Kremlin spokesman Dmitry Peskov said the mission will help showcase Russia’s space prowess.
“We have been pioneers in space and maintained a confident position,” Peskov said. “Such missions that help advertise our achievements and space exploration in general are great for the country.” Speaking at a pre-flight news conference Monday, 37-year-old Peresild acknowledged that it was challenging for her to adapt to the strict discipline and rigorous demands during the training.
“It was psychologically, physically and morally hard,” she said. “But I think that once we achieve the goal, all that will seem not so difficult and we will remember it with a smile.” Shipenko, 38, who has made several commercially successful movies, also described their fast-track, four-month preparation for the flight as tough.
“Of course, we couldn’t make many things at the first try, and sometimes even at a third attempt, but it’s normal,” he said.
Shipenko, who will complete the shooting on Earth after filming the movie’s space episodes, said Shkaplerov and two other Russian cosmonauts now on board the station — Oleg Novitskiy and Pyotr Dubrov — will all play parts in the new movie.
Russia’s state-controlled Channel One television, which is involved in making the movie, has extensively covered the crew training and the launch.

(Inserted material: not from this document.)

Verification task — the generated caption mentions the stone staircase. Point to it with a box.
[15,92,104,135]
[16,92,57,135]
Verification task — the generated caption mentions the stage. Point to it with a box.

“I’m in shock. I still can’t imagine that my mom is out there,” Peresild’s daughter, Anna, said in televised remarks minutes after the launch.
Dmitry Rogozin, head of the Russian state space corporation Roscosmos, was a key force behind the project, describing it as a chance to burnish the nation’s space glory and rejecting criticism from some Russian media.
Some commentators argued that the film project would distract the Russian crew and could be awkward to film on the Russian segment of the International Space Station, which is considerably less spacious compared to the U.S. segment. A new Russia lab module, the Nauka, was added in July, but it is yet to be fully integrated into the station.
On the space station, the three newcomers join Thomas Pesquet of the European Space Agency; NASA astronauts Mark Vande Hei, Shane Kimbrough and Megan McArthur; Roscosmos cosmonauts Novitskiy and Dubrov; and Aki Hoshide of the Japan Aerospace Exploration Agency.
Novitskiy, who will star as the ailing cosmonaut in the film, will take the captain’s seat in a Soyuz capsule to take the film crew back to Earth on October 17.